Sandoval's goal in his catechism to the slaves was for them to develop an understanding of the sin inherent within them as well as to motivate them to live a life consistent with the Catholic ideals. The Jesuit placed a momentous emphasis on the importance of black translators to his ministry work. In his publication, he instructs other Jesuits and priests working with enslaved Africans to be prepared to spend ample time in search of translators to aid in their own missionary efforts. During Sandoval's delivery of the catechism, he would speak in Spanish to the arriving Africans and one of his black translators would speak to the slaves in their own language concurrently.

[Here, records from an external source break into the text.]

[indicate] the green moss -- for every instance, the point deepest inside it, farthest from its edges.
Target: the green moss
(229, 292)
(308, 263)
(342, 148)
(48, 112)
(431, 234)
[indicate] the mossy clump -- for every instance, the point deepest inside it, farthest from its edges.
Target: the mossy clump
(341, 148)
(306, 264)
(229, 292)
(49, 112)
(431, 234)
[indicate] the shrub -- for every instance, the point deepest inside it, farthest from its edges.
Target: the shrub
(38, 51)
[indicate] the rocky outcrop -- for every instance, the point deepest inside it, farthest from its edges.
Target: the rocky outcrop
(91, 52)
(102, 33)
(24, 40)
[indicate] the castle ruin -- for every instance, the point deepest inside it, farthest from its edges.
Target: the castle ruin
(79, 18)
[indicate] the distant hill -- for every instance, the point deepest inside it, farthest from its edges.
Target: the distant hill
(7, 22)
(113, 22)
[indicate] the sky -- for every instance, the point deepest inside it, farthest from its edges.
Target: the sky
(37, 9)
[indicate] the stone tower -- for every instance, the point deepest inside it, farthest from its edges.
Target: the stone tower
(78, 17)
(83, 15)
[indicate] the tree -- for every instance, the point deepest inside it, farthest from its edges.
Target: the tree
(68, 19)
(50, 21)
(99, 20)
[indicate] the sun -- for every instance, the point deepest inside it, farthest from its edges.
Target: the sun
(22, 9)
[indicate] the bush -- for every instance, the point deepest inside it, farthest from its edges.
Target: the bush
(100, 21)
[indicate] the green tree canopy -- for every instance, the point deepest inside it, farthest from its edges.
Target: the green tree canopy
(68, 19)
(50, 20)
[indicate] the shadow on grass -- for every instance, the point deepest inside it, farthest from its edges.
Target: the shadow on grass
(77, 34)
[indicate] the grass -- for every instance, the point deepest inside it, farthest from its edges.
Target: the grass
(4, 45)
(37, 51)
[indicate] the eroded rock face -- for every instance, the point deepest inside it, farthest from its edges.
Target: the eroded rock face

Sandoval classified newly arrived Africans who had not yet been taught the Catholic catechism as bozales and Christian Africans as ladinos whom he viewed as being more civilized. He frequently made note of cultural and spiritual practices that the Africans would engage in, which he generally viewed as being heretical in nature. Additionally, Sandoval recognized the vast number of African languages as well as the many differences between them. However, despite this recognition of variation, he still tended to categorize them as being a part of what he called "the cursed sect of Muhammed" or within the Muslim religion which he condemned as well.